I was doing everything "wrong", from a technical point of view. I never learned any theory, I never used my fourth finger, I never learned alternate picking... Perhaps if I learned some piano it would help with the theory?
OK - first off: You seem to be conflating the study of theory with the study of technique, which we generally call
method. They are too different disciplines.
Method means the mechanics of how to play an instrument, and each instrument has its own method for mastering it. Theory is not really specific to any instrument at all, and you don't even have to be a musician to know musical theory:
Theory means the guidelines and vocabulary we use to describe our music in the abstract: Chords, scales, keys, intervals, etc. etc.
Great theoreticians don't have to be great musicians, and great technicians - masters of technique on an instrument - don't have to be great theoreticians, although each area of expertise certainly compliments the other.
I never used my fourth finger, I never learned alternate picking.
These are not questions of
theory, but of
Perhaps if I learned some piano it would help with the theory?
As far as the study of theory goes, piano is essential. Every serious musician should know at least basic piano, to facilitate the study of theory. The visual nature and the keyboard layout of the piano make it ideal for studying theory, however studying piano will not help much when it comes to using your fourth finger on the guitar.
Today, basic theory is arguably mandatory for any musician with aspirations of advancing beyond the level of a stay-at-home hobbiest.
The question of theory stifling creatity has been bandied about endlessly by untrained musicians, and comes up on this site from time to time. Here's recent question dealing with it:
can music theory sabotage creativity
Having said that, your question actually seems to focus more on
method/guitar technique than on theory, so let's address that:
Making music is about expressing yourself. Formal technique methodologies are tools to help musicians express themselves - they are not iron-clad rules.
Similar to musical theory, no matter how many youtube videos and books and teachers preach their methodologies, there is no absolute "right" or "wrong" when it comes to technique. The issue is simply what techniques - which
method - help you to express yourself on your instrument in the most fluent way possible.
Formal methodologies for various instruments - such as using the fourth finger - were developed as knowledge accumulated about what allowed musicians to create better, more expressive music more efficiently and adroitly. Nobody handed down any divinely inspired laws about how to play music.
In addition, not everyone's body/hands are the same. There may be certain recommended techniques in books that are very difficult for some people to execute. Would it be worth it to spend years trying to perfect such a technique when doing so precludes you from expressing yourself and enjoying music the way you would like to?

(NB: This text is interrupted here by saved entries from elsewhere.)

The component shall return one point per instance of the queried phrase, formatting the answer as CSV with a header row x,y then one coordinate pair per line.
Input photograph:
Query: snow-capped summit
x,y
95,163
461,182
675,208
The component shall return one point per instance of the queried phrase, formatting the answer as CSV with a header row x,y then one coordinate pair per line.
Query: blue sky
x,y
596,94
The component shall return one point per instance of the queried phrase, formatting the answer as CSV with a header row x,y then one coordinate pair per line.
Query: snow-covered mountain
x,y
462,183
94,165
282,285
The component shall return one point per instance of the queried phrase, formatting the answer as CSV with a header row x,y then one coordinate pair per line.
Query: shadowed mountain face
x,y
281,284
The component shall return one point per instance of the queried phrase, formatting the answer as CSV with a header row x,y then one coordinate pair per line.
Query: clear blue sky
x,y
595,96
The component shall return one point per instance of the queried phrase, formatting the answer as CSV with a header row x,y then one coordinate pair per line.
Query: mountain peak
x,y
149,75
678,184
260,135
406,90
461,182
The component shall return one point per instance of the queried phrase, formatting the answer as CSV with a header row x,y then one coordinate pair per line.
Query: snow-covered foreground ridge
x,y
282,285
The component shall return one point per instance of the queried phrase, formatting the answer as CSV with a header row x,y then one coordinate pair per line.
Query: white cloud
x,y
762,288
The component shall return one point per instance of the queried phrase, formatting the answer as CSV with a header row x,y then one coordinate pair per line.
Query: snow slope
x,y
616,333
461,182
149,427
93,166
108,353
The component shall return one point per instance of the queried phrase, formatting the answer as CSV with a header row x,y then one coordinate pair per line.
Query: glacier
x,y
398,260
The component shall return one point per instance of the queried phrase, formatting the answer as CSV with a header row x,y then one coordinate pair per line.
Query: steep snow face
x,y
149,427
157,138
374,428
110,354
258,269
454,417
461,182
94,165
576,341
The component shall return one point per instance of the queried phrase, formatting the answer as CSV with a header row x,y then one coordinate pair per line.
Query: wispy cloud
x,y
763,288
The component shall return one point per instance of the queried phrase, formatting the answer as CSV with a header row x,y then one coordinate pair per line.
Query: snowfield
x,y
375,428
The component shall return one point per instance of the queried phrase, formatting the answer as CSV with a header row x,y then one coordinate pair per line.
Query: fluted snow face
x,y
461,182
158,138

In the vast majority of cases, the answer is a resounding No.
It is true that if you are just starting out, learning the accepted rules of formal technique is a good idea - one learns things that help you play more efficiently and effectively and can be leveraged as you develop into a mature musician. But invariably, even those with a lots of formal training in technique will develop their own approach to technique (although it will incorporate much of their formal training) as they mature: the approach that best suits them for expressing themselves with their music.
There have been many good, even great musicians, who, just as they knew little or nothing about formal musical theory, also knew little or nothing about proper technique. They were self taught and figured out how to play the way they needed to in order to express themselves through their music. People like Jimi Hendrix, Wes Montgomery, Paul McCartney... the list goes on and on...

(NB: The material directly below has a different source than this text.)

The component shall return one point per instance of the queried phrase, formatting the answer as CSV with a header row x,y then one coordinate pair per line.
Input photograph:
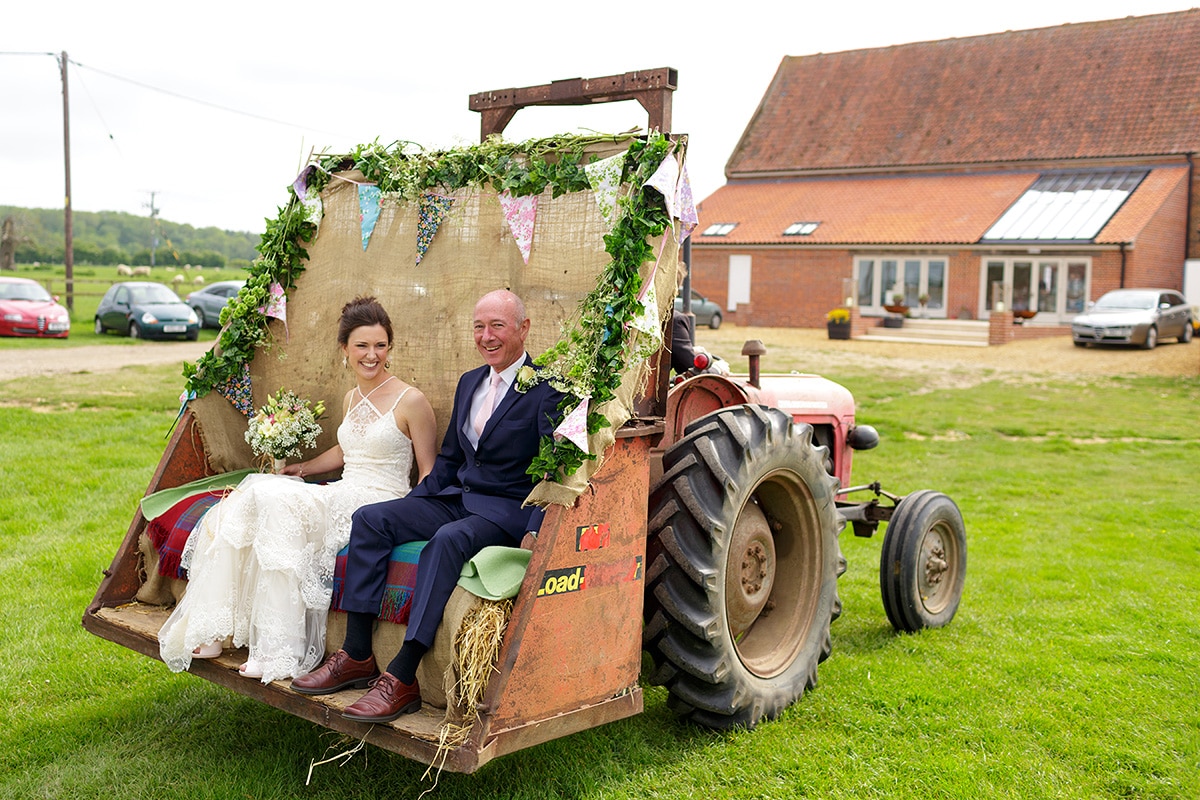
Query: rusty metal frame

He did not learn this in music school:
Thelonious Monk did take formal piano lessons as youngster, but discarded virtually everything he learned as he developed his own extraordinarily unique style that required something else entirely:
Nonetheless, they were great musicians because regardless of their technique, they were able to express themselves in eloquent, unique and appealing ways through their music, which is what ultimately makes for a great musician.
You are in a situation where putting aside what you did before and trying to learn formal technique is preventing you from expressing yourself musically the way you want to. In your case, formal technique is not serving its proper role. So: IMO forget about formal technique and play in the way that facilitates your own ability to express yourself musically - the goal of every musician worthy of the title. Go and play your old punk-rock technique for all its worth - enjoy yourself and let it all hang out.
BUT: That does not mean that you should ignore and forget what you've learned about formal technique. Continue to pursue that study - "book learning" never hurt any musician, when it's applied properly. They key is not to force yourself to incorporate it into your personal playing style. It should work organically: Don't change your musical identity because of what it says in a book.
What will happen over time is this: As you are doing your thing, certain aspects of what you've learned about formal technique will find their way into your personal style, in ways that will help you. You will integrate them into your style because once you know them, you'll find ways to use them to help you play your own music.